Fast, Scalable, and Machine-Verified Multicore Disjoint Set Union Data Structures and their Wide Deployment in Parallel Algorithms (Abstract)

Siddhartha Jayanti, Robert E. Tarjan

Published: 2024, Last Modified: 27 Sept 2024HOPC@SPAA 2024EveryoneRevisionsBibTeXCC BY-SA 4.0

Abstract: We design a simple, fast, scalable, and reliable concurrent disjoint set union (a.k.a. union-find) data structure. Our algorithms are the first scalable algorithms for the problem. Our best algorithm provides almost-linear speed-up, performing just Θ (m ⋅ (log (np/m + 1) + α (n, m/np))) work when p processes execute a total of m operations on an instance with sets of total size n. We give a rigorous, machine-verified proof of correctness, and we prove that the work-complexity is optimal amongst a class of symmetric algorithms, which include all known concurrent set union algorithms. Our algorithms are fast in practice and have seen wide adoption.
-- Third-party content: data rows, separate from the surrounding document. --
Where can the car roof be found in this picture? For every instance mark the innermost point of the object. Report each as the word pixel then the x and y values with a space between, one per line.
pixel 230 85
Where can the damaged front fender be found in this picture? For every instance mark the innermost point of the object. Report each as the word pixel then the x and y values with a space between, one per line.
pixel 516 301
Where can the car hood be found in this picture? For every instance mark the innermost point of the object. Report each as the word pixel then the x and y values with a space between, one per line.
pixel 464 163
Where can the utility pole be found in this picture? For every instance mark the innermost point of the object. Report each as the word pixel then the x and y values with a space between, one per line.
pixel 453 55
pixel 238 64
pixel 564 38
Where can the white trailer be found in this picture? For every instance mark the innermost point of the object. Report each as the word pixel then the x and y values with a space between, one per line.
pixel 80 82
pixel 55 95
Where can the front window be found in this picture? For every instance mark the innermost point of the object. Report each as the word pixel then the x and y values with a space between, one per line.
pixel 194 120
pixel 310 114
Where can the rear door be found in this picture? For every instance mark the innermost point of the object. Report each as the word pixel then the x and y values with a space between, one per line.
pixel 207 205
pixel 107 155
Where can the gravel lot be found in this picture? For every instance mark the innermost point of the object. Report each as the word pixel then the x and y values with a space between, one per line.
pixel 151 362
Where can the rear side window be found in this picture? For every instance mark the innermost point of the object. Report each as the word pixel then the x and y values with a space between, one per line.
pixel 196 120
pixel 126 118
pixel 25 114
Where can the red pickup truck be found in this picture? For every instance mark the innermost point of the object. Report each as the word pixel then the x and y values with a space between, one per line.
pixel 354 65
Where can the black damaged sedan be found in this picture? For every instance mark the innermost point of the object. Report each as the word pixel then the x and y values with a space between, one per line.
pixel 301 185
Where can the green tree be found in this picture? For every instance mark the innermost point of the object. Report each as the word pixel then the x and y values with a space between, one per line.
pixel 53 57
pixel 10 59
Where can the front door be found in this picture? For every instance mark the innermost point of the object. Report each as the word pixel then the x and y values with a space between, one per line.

They are implemented in Google's recently open-sourced graph-mining library, where they enable "parallel clustering algorithms which scale to graphs with tens of billions of edges" [5]. An MIT research group (Dhulipala, Hong, and Shun) independently implemented hundreds of parallel algorithms for connected components and revealed that our algorithms are consistently the fastest both on CPUs [2] and GPUs [6]. As an illustration, our algorithms were used to compute the components of the Hyperlink2012 graph of 128 billion edges in just 8.2 seconds on a standard 72 core machine; this is 3.1x faster than the state-of-the-art in any computational setting [2]. Several state-of-the-art algorithms for parallel clustering [5, 15, 16], graph analysis [2, 14], and model checking [1] rely on our data structures.